DistributedFunSearch uses Docker Compose to run two containers: disfun-main (pytorch/pytorch:2.2.2-cuda12.1-cudnn8-runtime) for the evolutionary search with GPU support, and rabbitmq (rabbitmq:3.13.4-management) for message passing. Both containers communicate via a Docker bridge network.
CUDA Compatibility: The devcontainer uses PyTorch 2.2.2 with CUDA 12.1. Check your server's CUDA version with nvidia-smi, update the base image in .devcontainer/Dockerfile to match (e.g., cuda11.8 or cuda12.4). Find compatible PyTorch Docker images here.
Start the containers from the .devcontainer directory:
cd .devcontainer
docker compose up --build -d
docker exec -it disfun-main bashInside the container, initialize conda and create the environment:
conda init bash && source ~/.bashrc
conda create -n env python=3.11 pip numpy==1.26.4 -y
conda activate envInstall PyTorch matching your CUDA version. For CUDA 12.1:
pip install torch torchvision torchaudio --index-url https://download.pytorch.org/whl/cu121For other CUDA versions find the matching installation command here. You can skip this step if using API models.
Install DistributedFunSearch:
cd /workspace/DistributedFunSearch
pip install . # or pip install -e . for development modeBuild FastGraph C++ module (optional, for graph problems):
This compiles for your active Python version (e.g., cpython-311 for Python 3.11). If nodes have different Python versions, build on each node separately.

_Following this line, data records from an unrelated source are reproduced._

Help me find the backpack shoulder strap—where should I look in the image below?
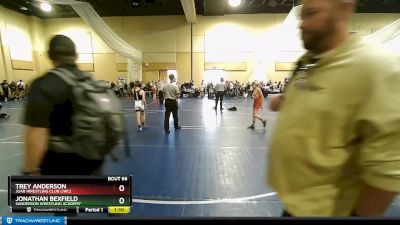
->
[51,68,92,86]
[50,68,77,86]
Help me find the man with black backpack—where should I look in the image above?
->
[24,35,123,175]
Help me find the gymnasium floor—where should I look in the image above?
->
[0,98,400,217]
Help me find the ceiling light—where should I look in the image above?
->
[40,2,51,12]
[229,0,241,7]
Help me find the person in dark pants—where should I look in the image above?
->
[215,78,225,111]
[163,74,181,134]
[157,80,164,105]
[23,35,103,175]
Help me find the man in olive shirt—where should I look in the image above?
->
[268,0,400,216]
[163,74,181,134]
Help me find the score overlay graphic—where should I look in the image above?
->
[8,175,132,213]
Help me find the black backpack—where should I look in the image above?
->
[50,68,124,160]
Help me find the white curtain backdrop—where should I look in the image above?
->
[275,5,400,56]
[42,0,142,82]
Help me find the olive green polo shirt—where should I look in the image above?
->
[268,36,400,216]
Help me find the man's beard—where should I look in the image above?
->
[302,18,335,53]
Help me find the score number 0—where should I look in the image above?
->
[118,185,125,205]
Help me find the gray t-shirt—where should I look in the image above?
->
[163,83,179,100]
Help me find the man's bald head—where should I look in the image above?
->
[300,0,356,54]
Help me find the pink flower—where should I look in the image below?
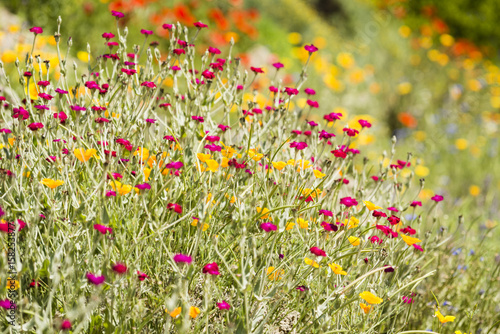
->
[387,215,401,225]
[194,21,208,29]
[61,319,71,331]
[304,88,316,95]
[340,197,358,207]
[217,124,231,132]
[111,10,125,20]
[28,123,43,131]
[87,273,106,285]
[307,100,319,108]
[137,270,149,282]
[94,224,113,234]
[112,262,127,274]
[217,300,231,310]
[304,44,318,54]
[174,254,193,264]
[250,67,264,74]
[431,195,444,203]
[323,112,342,122]
[208,46,220,55]
[309,246,326,256]
[203,262,220,275]
[30,27,43,35]
[167,203,182,214]
[358,119,372,128]
[260,222,278,232]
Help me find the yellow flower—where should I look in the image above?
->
[297,218,309,228]
[363,201,382,211]
[73,148,97,162]
[313,169,326,179]
[401,233,422,246]
[191,219,210,232]
[434,311,455,324]
[206,159,219,172]
[109,181,132,195]
[359,291,384,304]
[189,306,201,319]
[267,267,285,281]
[347,236,361,246]
[304,257,319,268]
[359,303,372,314]
[273,161,287,170]
[165,307,182,318]
[328,263,347,275]
[256,207,273,220]
[40,179,64,189]
[196,153,210,162]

First install build dependencies:
apt-get update && apt-get install -y build-essential liblmdb-devThen build:
./tools/build_fast_graph.shInstall C compiler (required for local models):
If using local models with vLLM, install gcc/g++ (required for Triton to compile CUDA kernels):
conda install -c conda-forge gcc_linux-64 gxx_linux-64 -yBefore running the experiment, update your config to use the Docker RabbitMQ service name:
# Edit src/experiments/experiment1/config.py
# Change: host='localhost'
# To: host='rabbitmq'Run an experiment:
cd src/experiments/experiment1
python -m disfunThe web-based monitoring dashboard is enabled by default and available at http://localhost:15672 with login credentials guest/guest.
If running on a remote server, the interface is not directly accessible from your local machine. Forward port 15672 using an SSH tunnel from your local machine:
# Standard SSH tunnel
ssh -L 15672:localhost:15672 user@remote-server -N -f
# With jump server
ssh -J jump-user@jump-server -L 15672:localhost:15672 user@remote-server -N -fThen access at http://localhost:15672 on your local machine and login with guest/guest.

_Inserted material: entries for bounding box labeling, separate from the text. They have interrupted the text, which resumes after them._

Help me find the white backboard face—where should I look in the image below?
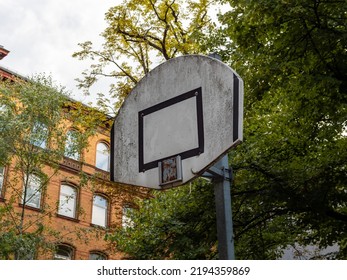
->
[111,55,243,189]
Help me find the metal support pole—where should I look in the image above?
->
[213,155,235,260]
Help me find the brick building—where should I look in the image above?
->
[0,46,146,260]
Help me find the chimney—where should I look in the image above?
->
[0,45,10,60]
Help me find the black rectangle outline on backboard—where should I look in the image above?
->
[138,87,204,172]
[233,74,240,142]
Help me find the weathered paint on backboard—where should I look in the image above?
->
[111,55,243,188]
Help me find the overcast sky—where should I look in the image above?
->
[0,0,122,103]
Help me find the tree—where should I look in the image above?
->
[107,179,217,259]
[73,0,211,111]
[77,0,347,259]
[211,0,347,258]
[0,76,103,259]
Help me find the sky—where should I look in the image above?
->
[0,0,122,106]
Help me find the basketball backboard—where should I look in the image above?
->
[111,55,243,189]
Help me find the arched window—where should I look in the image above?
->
[22,174,42,208]
[54,244,75,260]
[92,194,108,227]
[65,130,80,160]
[95,142,110,171]
[122,204,134,228]
[89,251,107,260]
[30,122,48,149]
[0,166,5,197]
[58,184,77,218]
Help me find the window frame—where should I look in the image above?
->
[89,250,108,261]
[21,173,43,209]
[57,182,79,220]
[91,193,110,228]
[122,203,136,229]
[0,166,6,199]
[30,121,49,149]
[53,243,76,261]
[64,128,82,161]
[95,141,111,172]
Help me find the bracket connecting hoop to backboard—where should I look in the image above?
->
[202,165,233,182]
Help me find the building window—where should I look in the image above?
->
[30,122,48,149]
[92,194,108,227]
[54,244,75,260]
[22,174,42,208]
[122,205,134,228]
[0,166,5,197]
[89,251,107,260]
[58,185,77,218]
[95,142,110,171]
[65,130,80,160]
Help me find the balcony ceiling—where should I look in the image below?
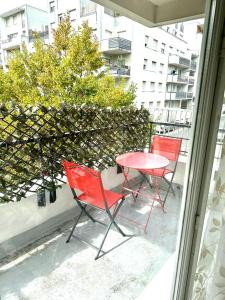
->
[94,0,206,27]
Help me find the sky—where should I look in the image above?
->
[0,0,47,14]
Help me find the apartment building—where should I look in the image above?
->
[0,5,48,69]
[49,0,198,108]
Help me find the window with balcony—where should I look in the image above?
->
[145,35,149,47]
[49,1,55,13]
[58,14,63,23]
[150,81,155,92]
[159,64,164,74]
[142,81,147,92]
[152,39,158,50]
[21,12,26,28]
[104,7,120,17]
[158,82,162,93]
[151,61,156,72]
[161,43,166,54]
[143,58,148,70]
[50,22,55,30]
[80,0,97,17]
[180,23,184,32]
[69,9,76,22]
[13,14,18,25]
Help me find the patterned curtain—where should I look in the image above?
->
[192,138,225,300]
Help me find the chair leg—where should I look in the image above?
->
[95,222,113,260]
[106,198,130,237]
[66,209,84,243]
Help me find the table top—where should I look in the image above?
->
[116,152,169,170]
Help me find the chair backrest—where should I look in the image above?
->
[63,161,105,203]
[151,135,182,161]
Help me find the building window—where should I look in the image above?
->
[152,39,158,50]
[117,30,126,38]
[58,14,63,23]
[145,35,149,47]
[21,12,25,28]
[150,81,155,92]
[105,29,112,39]
[143,58,148,70]
[180,23,184,32]
[104,7,120,17]
[49,1,55,12]
[159,64,164,74]
[13,15,17,25]
[80,0,97,17]
[142,81,146,92]
[158,82,162,92]
[69,9,76,22]
[148,101,153,108]
[50,22,55,30]
[151,61,156,72]
[161,43,166,54]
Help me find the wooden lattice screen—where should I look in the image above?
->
[0,104,149,205]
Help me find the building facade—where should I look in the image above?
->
[0,5,49,69]
[49,0,198,108]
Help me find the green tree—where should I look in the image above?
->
[0,17,135,107]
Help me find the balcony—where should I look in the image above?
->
[28,31,49,42]
[109,65,130,77]
[167,74,188,84]
[101,37,131,55]
[190,61,197,71]
[0,106,185,300]
[168,55,191,69]
[2,35,28,49]
[188,77,195,85]
[187,92,193,99]
[166,92,187,100]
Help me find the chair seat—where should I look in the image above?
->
[139,168,173,177]
[78,190,124,210]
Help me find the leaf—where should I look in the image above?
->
[213,218,220,226]
[215,282,225,288]
[219,266,225,278]
[209,227,219,232]
[216,177,221,192]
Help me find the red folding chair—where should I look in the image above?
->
[141,135,182,206]
[63,161,133,259]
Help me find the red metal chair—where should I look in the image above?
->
[63,161,132,259]
[141,135,182,206]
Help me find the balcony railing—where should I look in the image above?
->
[166,91,187,100]
[101,37,131,54]
[191,61,197,71]
[167,74,188,84]
[188,77,195,85]
[29,31,49,42]
[0,104,149,206]
[109,66,130,76]
[187,92,193,99]
[169,55,191,68]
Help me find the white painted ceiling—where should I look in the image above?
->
[93,0,206,27]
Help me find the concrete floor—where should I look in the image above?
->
[0,187,182,300]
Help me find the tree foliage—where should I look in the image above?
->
[0,17,135,107]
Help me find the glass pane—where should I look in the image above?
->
[193,91,225,300]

To run parallel experiments without interference, use RabbitMQ virtual hosts. Set a different vhost in each experiment's config.py (e.g., vhost='exp1', vhost='exp2'), then create the vhost and set permissions:
docker exec rabbitmq rabbitmqctl add_vhost exp1
docker exec rabbitmq rabbitmqctl set_permissions -p exp1 guest ".*" ".*" ".*"Repeat for each experiment with different vhost names. Each experiment will have completely isolated queues.
To scale across multiple machines, run RabbitMQ and the ProgramsDatabase on a main node, then attach additional samplers and evaluators from worker nodes. The main node uses .devcontainer/ (runs both RabbitMQ and disfun-main), while worker nodes use .devcontainer/external/.devcontainer/ (runs only disfun-main).
Main node setup:
Start both containers and run the full experiment (includes ProgramsDatabase, samplers, and evaluators):
cd /workspace/DistributedFunSearch/.devcontainer
docker compose up --build -d
docker exec -it disfun-main bash
# Follow installation steps, then:
cd src/experiments/experiment1
python -m disfunWorker node setup:
Requirement: Worker nodes must be able to reach the main node on port 5672 (RabbitMQ).

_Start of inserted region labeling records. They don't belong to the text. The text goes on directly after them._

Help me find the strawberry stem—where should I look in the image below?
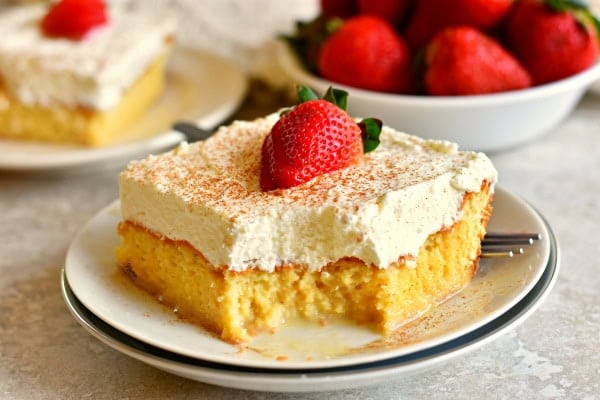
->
[323,86,348,111]
[358,118,383,153]
[545,0,600,40]
[296,85,319,103]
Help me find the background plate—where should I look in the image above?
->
[0,47,247,171]
[65,188,550,369]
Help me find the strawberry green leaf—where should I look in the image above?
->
[358,118,383,153]
[297,85,319,103]
[325,17,344,35]
[323,86,348,111]
[545,0,600,40]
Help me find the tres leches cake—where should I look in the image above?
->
[0,0,174,146]
[116,88,496,343]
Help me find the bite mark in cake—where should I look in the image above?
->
[117,89,496,342]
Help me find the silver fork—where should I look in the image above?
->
[481,232,542,258]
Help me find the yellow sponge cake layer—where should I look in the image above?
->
[0,2,175,146]
[117,114,496,342]
[0,53,168,146]
[117,183,492,342]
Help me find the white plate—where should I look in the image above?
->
[0,47,247,171]
[61,228,559,392]
[65,188,550,369]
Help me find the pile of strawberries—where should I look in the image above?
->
[288,0,600,95]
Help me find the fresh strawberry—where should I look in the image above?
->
[358,0,415,26]
[260,88,381,191]
[405,0,515,49]
[41,0,108,40]
[424,26,531,96]
[320,0,356,18]
[505,0,598,85]
[318,15,415,93]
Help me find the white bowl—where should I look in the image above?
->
[278,43,600,152]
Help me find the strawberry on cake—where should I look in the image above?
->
[117,86,496,343]
[0,0,174,146]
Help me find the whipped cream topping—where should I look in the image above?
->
[120,115,496,271]
[0,4,175,111]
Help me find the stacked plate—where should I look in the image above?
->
[62,187,559,392]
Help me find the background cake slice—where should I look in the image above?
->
[117,110,496,342]
[0,2,174,146]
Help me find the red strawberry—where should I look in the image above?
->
[405,0,514,49]
[425,26,531,96]
[320,0,356,18]
[260,88,381,191]
[41,0,108,40]
[358,0,414,26]
[318,15,414,93]
[505,0,598,85]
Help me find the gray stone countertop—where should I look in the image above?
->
[0,94,600,400]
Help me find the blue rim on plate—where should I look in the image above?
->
[61,209,560,378]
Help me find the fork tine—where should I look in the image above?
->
[483,232,542,243]
[481,232,542,258]
[480,247,524,258]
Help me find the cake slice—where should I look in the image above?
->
[0,1,174,146]
[116,101,496,343]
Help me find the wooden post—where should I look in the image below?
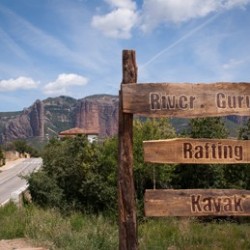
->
[118,50,138,250]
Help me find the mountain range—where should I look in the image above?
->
[0,95,119,144]
[0,95,247,144]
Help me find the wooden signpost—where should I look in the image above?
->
[143,138,250,164]
[118,50,250,250]
[144,189,250,217]
[122,83,250,118]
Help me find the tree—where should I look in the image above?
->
[133,119,176,200]
[28,136,116,212]
[225,119,250,189]
[172,117,228,188]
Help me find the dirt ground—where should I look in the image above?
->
[0,238,48,250]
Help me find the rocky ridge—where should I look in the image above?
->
[0,95,118,143]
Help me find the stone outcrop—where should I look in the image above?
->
[75,96,118,137]
[0,95,118,143]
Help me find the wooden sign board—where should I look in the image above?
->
[122,83,250,118]
[144,189,250,217]
[143,138,250,164]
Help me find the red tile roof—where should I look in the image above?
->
[59,128,99,136]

Get the main node's IP (run on main node):
hostname -I | awk '{print $1}'Test connectivity (run on worker node):
python -c "import socket; s=socket.socket(); s.connect(('<main-node-ip>', 5672)); print('OK'); s.close()"Start the external devcontainer which uses network_mode: "host" to share the host's network:
cd /workspace/DistributedFunSearch/.devcontainer/external/.devcontainer
docker compose up --build -d
docker exec -it disfun-main bashInside the worker container, follow the installation steps above (conda env, PyTorch, DistributedFunSearch). Update the RabbitMQ host to point to the main node:
# Edit src/experiments/experiment1/config.py
# Change: host='localhost'
# To: host='192.168.1.10' # Main node's IP or hostnameThen attach only samplers and evaluators (don't run the full experiment, which would create a duplicate ProgramsDatabase):
cd src/experiments/experiment1
# Attach evaluators only
python -m disfun --attach evaluators
# Or attach samplers only
python -m disfun --attach samplers